Prayer is for the self, not Creator. 

Reasons for praying could be for more grace, strength, wisdom, perception in order to deal with a situation. 

Creator does not need prayers, they say the road to hell is paved with good intentions, maybe good prayers could be added to that!

I see no point personally in praying, for the very reason that you either follow Hukam, or you don't. If you don't, then its a bit rich to go whinning back to Creator requesting divine intervention just because you would rather behave like a manmukh. 

Our Gurus stressed the importance of understanding Bani and living Bani, I would say truthful living is more important than prayer.

For the record, Kamalaji, I do not pray


----------



## Taranjeet singh (Aug 5, 2012)

Searching said:


> Dear SPNers.I was going through this thread "Sikhism and Black Magic" in this forum when I read people say everything is hukam and one should not worry about going to babas or black magicians for benefit.
> 
> One often comes around the work "Hukam" in Sikhism. I think it means God's will. If everything happens to his will then what is point in "Ardas".
> Or does God change his will for those who pray?



It would amount to Fatalism or determinism . However, Complacent fatalism has become a fashion.

God has all the powers and sikhi envisages His grace as an important element of theology and philosophy. In fact, sikhism is called, sometimes, as a religion of Grace.

Nothing stops Him to extend the grace where it is needed. Prayer is the media that satisfies human beings that they have done their best to be come eligible for unfettered powers of Grace of God. It is to me is a plain logic as to why we do Ardas or prayer.

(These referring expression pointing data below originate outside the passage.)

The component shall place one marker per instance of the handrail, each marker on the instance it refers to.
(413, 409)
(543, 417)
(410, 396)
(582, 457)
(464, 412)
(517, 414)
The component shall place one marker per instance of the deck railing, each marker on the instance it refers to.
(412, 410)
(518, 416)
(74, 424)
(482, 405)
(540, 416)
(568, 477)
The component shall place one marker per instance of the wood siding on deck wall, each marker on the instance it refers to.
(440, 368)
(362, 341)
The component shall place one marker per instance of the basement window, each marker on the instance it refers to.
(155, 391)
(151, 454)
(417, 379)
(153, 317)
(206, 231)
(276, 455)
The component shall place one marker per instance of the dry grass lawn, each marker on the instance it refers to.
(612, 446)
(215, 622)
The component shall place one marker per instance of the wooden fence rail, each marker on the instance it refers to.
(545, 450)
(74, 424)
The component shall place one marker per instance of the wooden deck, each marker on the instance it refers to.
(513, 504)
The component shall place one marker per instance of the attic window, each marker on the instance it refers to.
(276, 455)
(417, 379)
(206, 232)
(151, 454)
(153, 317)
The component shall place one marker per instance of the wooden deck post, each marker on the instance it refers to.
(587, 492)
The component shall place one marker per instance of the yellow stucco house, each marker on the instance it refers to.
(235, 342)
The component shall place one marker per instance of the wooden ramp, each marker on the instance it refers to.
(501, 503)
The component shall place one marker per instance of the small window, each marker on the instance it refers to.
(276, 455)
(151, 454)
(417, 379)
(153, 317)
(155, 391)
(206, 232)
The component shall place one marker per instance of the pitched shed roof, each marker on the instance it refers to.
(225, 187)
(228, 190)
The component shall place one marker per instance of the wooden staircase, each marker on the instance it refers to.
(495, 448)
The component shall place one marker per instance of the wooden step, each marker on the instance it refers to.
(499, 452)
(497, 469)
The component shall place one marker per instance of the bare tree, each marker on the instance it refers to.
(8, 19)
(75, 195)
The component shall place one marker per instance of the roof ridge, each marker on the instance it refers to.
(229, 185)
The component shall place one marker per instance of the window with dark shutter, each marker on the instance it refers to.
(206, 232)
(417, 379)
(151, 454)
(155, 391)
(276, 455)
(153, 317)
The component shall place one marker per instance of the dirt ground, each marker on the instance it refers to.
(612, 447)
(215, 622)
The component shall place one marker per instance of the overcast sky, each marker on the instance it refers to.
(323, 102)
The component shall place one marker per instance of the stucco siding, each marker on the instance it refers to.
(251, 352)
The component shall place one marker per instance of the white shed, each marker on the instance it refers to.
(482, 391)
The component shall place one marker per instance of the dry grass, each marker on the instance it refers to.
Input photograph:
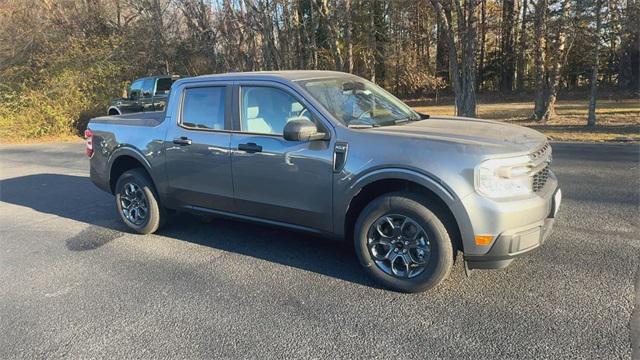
(617, 120)
(43, 139)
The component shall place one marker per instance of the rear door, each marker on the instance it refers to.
(276, 179)
(198, 160)
(146, 100)
(161, 93)
(132, 104)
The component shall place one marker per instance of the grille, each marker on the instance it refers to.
(540, 178)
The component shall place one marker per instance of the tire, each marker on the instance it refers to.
(155, 214)
(436, 242)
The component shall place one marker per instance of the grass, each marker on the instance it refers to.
(617, 120)
(43, 139)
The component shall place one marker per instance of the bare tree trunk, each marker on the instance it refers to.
(347, 36)
(483, 40)
(540, 57)
(591, 118)
(442, 50)
(468, 61)
(372, 43)
(522, 53)
(559, 60)
(448, 35)
(507, 66)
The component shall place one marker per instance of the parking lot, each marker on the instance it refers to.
(75, 283)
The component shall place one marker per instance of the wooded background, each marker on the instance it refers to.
(62, 60)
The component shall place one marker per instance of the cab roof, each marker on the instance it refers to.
(290, 75)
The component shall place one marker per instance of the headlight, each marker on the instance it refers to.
(503, 178)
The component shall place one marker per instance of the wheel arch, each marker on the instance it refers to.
(386, 181)
(113, 110)
(125, 159)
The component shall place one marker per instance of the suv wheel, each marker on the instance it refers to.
(403, 243)
(137, 202)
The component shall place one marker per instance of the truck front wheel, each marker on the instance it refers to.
(402, 243)
(137, 202)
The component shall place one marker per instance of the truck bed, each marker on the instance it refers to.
(150, 119)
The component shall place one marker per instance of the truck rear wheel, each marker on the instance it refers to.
(402, 243)
(137, 202)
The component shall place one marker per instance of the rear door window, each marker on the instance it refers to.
(147, 87)
(204, 108)
(163, 86)
(136, 89)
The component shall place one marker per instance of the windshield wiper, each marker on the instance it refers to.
(361, 126)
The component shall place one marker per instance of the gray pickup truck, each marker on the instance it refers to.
(333, 154)
(145, 94)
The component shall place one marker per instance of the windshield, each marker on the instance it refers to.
(358, 102)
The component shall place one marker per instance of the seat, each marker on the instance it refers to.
(254, 123)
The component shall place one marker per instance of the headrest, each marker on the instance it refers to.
(296, 107)
(252, 112)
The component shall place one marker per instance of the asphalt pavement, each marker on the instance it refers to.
(74, 283)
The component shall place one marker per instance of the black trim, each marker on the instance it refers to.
(499, 256)
(257, 220)
(227, 104)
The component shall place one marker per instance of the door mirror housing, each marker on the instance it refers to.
(302, 129)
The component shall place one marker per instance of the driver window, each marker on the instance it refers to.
(267, 110)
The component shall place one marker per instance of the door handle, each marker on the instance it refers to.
(182, 140)
(250, 148)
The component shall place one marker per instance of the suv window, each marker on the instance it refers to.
(163, 85)
(266, 110)
(147, 87)
(203, 108)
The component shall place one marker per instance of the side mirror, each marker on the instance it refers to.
(302, 129)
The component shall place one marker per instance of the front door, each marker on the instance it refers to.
(198, 159)
(276, 179)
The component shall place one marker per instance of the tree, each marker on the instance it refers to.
(548, 68)
(507, 68)
(591, 118)
(522, 50)
(461, 68)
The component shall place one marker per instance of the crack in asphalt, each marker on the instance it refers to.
(634, 324)
(92, 238)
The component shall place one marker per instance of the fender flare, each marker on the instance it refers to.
(131, 152)
(114, 108)
(428, 181)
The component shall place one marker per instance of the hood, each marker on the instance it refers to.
(495, 136)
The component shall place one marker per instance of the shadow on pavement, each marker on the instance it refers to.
(76, 198)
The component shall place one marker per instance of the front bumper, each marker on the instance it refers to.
(518, 241)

Tenth Master has also stated, though I would need a quote to support it and that I have none right now, that he listens to the poor[needy] quickly.

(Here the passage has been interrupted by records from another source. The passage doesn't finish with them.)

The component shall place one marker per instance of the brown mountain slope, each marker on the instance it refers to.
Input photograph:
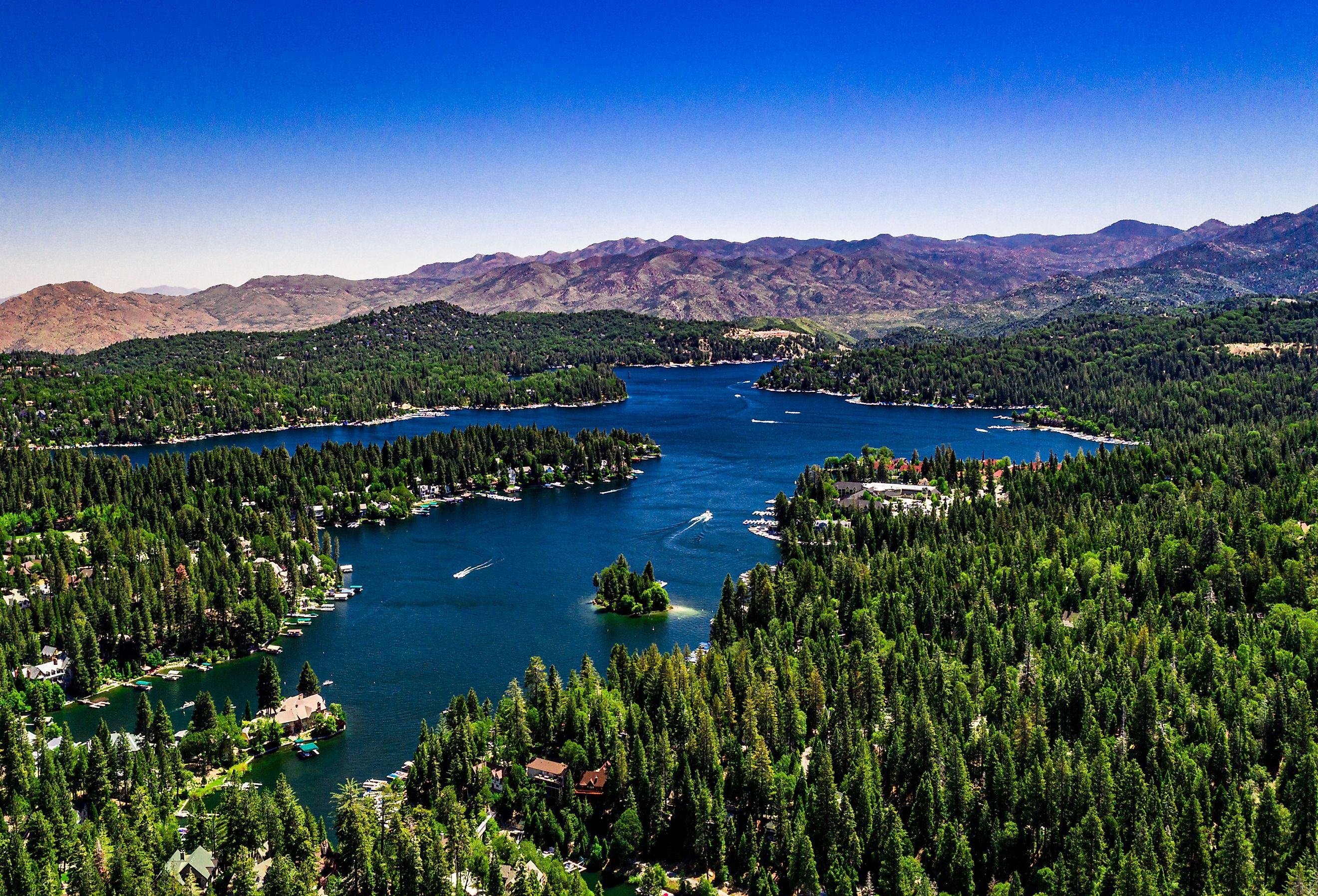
(1274, 256)
(79, 316)
(678, 277)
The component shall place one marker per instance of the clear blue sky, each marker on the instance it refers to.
(193, 144)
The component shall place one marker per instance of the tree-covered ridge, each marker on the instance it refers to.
(1121, 374)
(620, 590)
(1098, 684)
(367, 368)
(123, 565)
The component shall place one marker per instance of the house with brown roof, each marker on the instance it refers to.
(594, 781)
(296, 713)
(549, 773)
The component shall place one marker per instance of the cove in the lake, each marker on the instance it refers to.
(418, 634)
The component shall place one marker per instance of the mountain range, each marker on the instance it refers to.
(876, 284)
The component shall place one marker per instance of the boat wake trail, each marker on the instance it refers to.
(696, 521)
(464, 574)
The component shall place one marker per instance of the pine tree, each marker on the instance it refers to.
(144, 715)
(308, 682)
(268, 685)
(1233, 864)
(1270, 837)
(1192, 852)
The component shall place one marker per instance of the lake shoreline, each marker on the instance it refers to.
(852, 398)
(397, 418)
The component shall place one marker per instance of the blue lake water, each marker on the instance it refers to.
(417, 635)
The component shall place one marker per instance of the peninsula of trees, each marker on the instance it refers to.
(1119, 374)
(619, 590)
(116, 566)
(1084, 676)
(368, 368)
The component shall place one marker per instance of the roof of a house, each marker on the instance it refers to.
(199, 861)
(296, 709)
(547, 767)
(594, 779)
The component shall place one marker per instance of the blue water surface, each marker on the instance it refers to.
(417, 635)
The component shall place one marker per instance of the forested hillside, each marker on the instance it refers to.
(1119, 374)
(368, 368)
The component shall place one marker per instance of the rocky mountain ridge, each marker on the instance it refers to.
(980, 276)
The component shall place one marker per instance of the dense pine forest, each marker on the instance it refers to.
(1121, 374)
(124, 565)
(367, 368)
(1086, 676)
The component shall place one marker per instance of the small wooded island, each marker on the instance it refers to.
(619, 590)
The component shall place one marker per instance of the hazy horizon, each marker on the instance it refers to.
(148, 144)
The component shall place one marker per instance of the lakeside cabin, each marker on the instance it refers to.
(549, 773)
(594, 781)
(296, 713)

Yes, it is true that everything happens as His plan but He can also bestow grace upon us and provide temporary accommodation. None can question His authority. His grace is also His will and Prayer strengthens us only.
 I do agree with Kamala ji to this extent.

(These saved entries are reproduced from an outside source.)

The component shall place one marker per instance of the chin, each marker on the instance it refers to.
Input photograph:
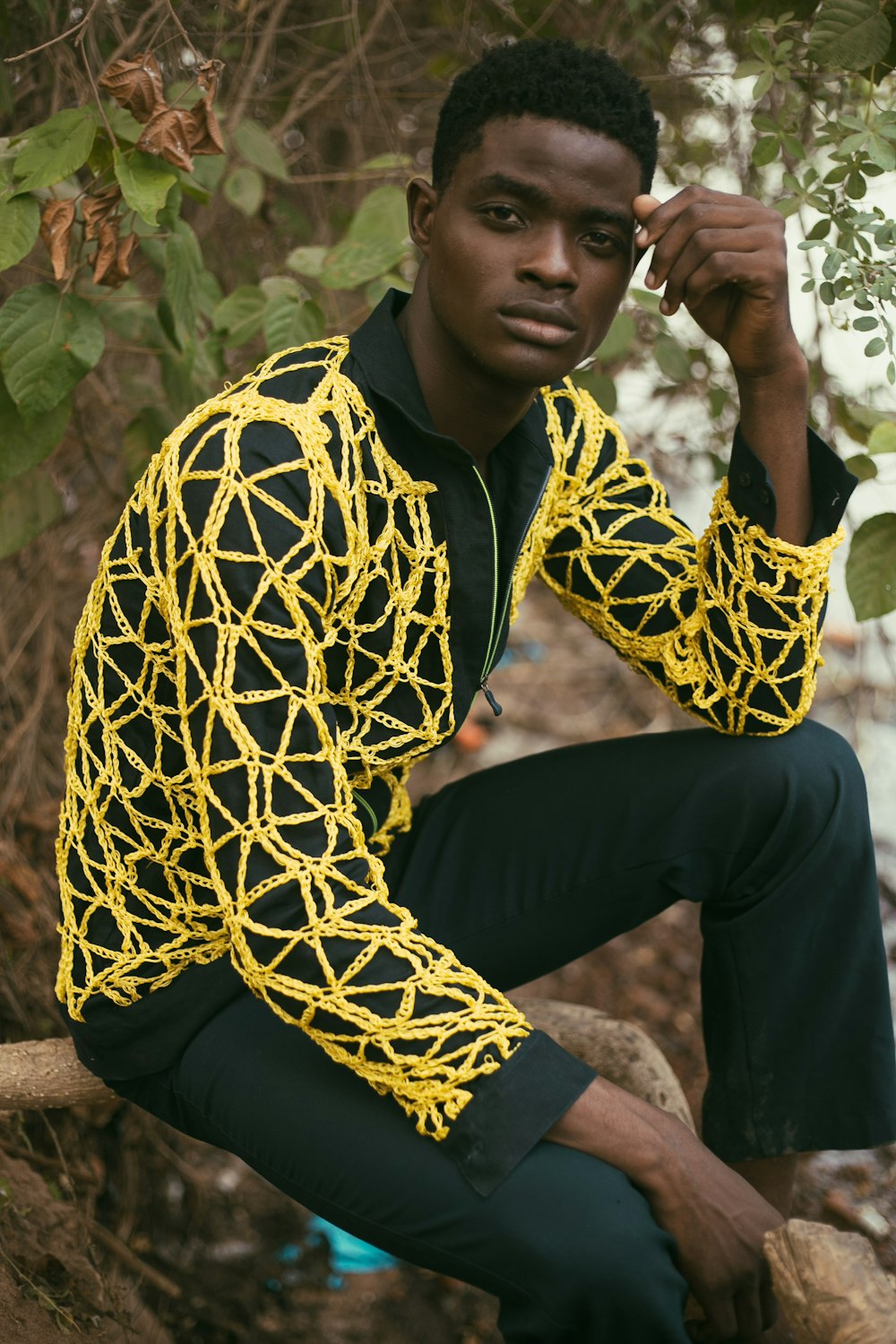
(530, 366)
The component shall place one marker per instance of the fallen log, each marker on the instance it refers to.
(831, 1288)
(45, 1074)
(829, 1285)
(619, 1051)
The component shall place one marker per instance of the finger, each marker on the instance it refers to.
(688, 247)
(696, 202)
(767, 1301)
(748, 1314)
(700, 230)
(750, 271)
(721, 1319)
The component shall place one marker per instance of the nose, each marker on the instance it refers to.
(548, 258)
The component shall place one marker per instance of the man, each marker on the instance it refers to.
(303, 597)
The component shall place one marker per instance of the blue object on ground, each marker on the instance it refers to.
(349, 1254)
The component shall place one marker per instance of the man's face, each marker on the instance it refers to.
(530, 249)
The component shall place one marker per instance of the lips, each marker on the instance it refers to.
(541, 324)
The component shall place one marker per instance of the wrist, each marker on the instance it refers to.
(783, 374)
(624, 1131)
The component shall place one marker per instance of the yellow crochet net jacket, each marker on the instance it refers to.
(268, 636)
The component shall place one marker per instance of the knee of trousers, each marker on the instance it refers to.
(813, 777)
(597, 1276)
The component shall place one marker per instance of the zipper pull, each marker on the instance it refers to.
(493, 704)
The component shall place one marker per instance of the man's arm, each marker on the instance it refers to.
(724, 260)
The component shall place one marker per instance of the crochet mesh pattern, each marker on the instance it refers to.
(212, 758)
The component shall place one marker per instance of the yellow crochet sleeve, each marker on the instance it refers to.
(210, 808)
(728, 624)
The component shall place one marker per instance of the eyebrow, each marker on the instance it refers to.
(535, 195)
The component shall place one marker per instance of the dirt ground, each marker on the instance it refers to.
(116, 1228)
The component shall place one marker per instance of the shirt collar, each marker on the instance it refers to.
(379, 347)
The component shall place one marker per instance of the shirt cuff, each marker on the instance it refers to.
(513, 1107)
(753, 495)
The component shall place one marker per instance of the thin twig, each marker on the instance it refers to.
(183, 31)
(257, 65)
(96, 93)
(82, 23)
(134, 1263)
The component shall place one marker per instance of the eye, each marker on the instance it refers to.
(500, 214)
(602, 242)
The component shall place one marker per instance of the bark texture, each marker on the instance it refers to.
(829, 1285)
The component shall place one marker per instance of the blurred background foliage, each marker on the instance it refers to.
(185, 187)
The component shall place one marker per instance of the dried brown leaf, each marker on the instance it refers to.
(123, 261)
(104, 258)
(136, 85)
(167, 134)
(56, 220)
(112, 261)
(99, 206)
(203, 131)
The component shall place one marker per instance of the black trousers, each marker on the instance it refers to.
(519, 870)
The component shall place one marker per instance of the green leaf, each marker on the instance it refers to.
(861, 467)
(820, 228)
(144, 182)
(354, 263)
(19, 228)
(672, 359)
(56, 148)
(403, 161)
(381, 217)
(618, 339)
(182, 287)
(260, 150)
(871, 567)
(24, 443)
(245, 188)
(47, 343)
(764, 151)
(376, 289)
(882, 152)
(831, 265)
(849, 34)
(241, 314)
(763, 83)
(883, 438)
(600, 387)
(289, 322)
(306, 261)
(29, 505)
(274, 285)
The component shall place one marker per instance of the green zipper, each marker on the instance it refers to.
(497, 626)
(367, 808)
(492, 644)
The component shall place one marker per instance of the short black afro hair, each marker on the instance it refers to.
(547, 78)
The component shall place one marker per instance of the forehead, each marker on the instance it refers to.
(557, 156)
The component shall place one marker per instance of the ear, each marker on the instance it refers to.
(422, 201)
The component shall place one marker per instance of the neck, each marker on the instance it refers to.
(463, 400)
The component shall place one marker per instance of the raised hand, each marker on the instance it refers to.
(724, 260)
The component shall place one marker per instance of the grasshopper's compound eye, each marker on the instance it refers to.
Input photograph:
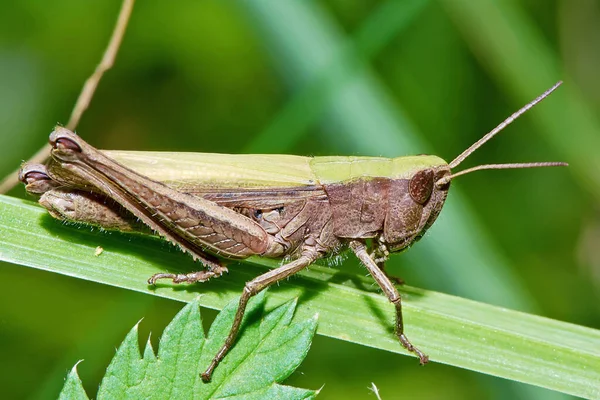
(31, 175)
(66, 144)
(420, 186)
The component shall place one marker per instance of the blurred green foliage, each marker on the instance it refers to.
(318, 78)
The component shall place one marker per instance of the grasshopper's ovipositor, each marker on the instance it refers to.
(217, 206)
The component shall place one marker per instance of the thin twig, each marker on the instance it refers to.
(89, 88)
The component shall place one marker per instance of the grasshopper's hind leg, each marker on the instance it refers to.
(74, 205)
(390, 291)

Lastly as per accepted theory of Karma , as per sikhism, He has the powers modify the effect of Karmas as well. In a way this theory is peculiar to sikhism only. He can eliminate the karmas that have become the cause of trouble for the individual. It is only He who knows as to how this works.My views only.


----------



## Searching (Aug 5, 2012)

Ishna said:


> Searching ji
> 
> I asked a very similar question myself here: http://www.sikhphilosophy.net/questions-and-answers/36514-petitionary-prayer-and-hukam-2.html
> 
> You might find something of value there (although the thread went a bit wonky towards the end!).



Thank you Ishna ji for the directing me to that discussion.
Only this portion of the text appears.